Enhancement of tumor immunotherapy by deletion of the A2A adenosine receptor

The A2A adenosine receptor plays a critical and non-redundant role in suppressing inflammation at sites of hypoxia and tissue damage. The tumor microenvironment has high levels of adenosine as a result of hypoxia and ectopic expression of enzymes responsible for the generation of extracellular adenosine. Thus, we sought to determine the ability of A2A receptor null mice to immunologically reject tumors. We observed that mice lacking the A2A adenosine receptor showed significantly delayed growth of lymphoma cells when compared to WT mice.
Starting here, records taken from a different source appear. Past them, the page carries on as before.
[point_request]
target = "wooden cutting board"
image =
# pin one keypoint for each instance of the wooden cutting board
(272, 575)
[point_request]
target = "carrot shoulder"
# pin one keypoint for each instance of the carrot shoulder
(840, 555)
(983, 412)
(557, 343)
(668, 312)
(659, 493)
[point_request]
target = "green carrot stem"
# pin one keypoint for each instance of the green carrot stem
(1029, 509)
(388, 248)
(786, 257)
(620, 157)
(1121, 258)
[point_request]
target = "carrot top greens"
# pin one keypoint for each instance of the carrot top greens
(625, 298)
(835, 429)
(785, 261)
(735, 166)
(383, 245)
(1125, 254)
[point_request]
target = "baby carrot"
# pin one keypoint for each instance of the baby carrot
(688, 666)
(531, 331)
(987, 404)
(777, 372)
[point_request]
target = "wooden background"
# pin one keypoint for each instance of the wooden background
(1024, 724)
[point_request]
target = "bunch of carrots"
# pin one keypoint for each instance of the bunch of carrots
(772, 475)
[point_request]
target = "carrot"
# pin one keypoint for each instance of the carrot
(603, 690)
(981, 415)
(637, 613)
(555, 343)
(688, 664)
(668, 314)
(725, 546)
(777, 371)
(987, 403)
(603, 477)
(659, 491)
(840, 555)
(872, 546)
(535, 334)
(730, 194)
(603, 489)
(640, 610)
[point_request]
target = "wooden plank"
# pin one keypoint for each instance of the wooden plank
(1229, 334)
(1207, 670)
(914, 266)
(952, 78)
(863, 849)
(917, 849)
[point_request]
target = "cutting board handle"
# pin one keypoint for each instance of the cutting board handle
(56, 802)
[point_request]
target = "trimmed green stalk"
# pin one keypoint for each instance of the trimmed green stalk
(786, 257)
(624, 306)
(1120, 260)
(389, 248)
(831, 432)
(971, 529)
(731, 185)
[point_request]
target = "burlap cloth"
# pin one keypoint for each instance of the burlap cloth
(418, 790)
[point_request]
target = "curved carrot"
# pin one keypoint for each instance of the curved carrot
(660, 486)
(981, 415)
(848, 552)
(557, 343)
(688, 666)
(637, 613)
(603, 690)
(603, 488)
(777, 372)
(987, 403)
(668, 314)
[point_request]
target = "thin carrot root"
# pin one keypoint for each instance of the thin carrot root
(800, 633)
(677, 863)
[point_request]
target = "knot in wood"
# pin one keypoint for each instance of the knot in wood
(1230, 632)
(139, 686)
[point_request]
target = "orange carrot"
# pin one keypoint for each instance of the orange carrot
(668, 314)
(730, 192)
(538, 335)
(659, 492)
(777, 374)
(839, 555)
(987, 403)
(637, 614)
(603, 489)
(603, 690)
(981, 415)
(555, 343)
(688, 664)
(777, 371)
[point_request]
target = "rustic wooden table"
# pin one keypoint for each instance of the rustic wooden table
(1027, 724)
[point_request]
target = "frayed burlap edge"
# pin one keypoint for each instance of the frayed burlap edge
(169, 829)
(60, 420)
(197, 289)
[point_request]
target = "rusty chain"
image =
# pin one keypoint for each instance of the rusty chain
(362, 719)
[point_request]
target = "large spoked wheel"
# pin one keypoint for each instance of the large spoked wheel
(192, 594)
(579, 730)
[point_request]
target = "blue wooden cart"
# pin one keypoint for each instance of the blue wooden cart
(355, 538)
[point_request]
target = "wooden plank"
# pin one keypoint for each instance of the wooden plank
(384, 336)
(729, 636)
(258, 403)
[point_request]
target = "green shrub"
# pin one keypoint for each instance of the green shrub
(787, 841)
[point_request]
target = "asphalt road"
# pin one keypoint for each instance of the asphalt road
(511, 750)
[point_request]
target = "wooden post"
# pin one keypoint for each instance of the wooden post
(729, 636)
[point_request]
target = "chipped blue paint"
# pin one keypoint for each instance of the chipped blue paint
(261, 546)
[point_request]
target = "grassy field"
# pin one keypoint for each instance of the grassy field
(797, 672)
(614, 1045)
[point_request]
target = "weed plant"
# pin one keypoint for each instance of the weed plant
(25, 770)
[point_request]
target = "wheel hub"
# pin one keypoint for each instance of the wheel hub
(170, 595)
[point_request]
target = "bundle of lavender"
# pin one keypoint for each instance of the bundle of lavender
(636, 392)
Furthermore, when immunized with a low dose of tumor or with an irradiated GM-CSF–secreting tumor vaccine, A2A receptor null mice showed significantly enhanced protection from a subsequent high-dose challenge from both immunogenic and poorly immunogenic tumor lines. This increase in protection was accompanied by an increase in the number of tumor-antigen-specific CD8 T cells at the vaccine-site draining lymph node. Finally, we found that A2A receptor null mice displayed more robust anti-tumor responses than WT mice when they were treated with a soluble B7-DC/Fc fusion protein designed to antagonize B7-H1-mediated co-inhibition. This combinatorial immunotherapy strategy could also be recapitulated with pharmacological A2A receptor blockade paired with B7-DC/Fc administration. In light of these data, we believe that blockade of the A2A adenosine receptor is an attractive target for tumor immunotherapy that synergizes with other immunomodulatory approaches currently in clinical trials.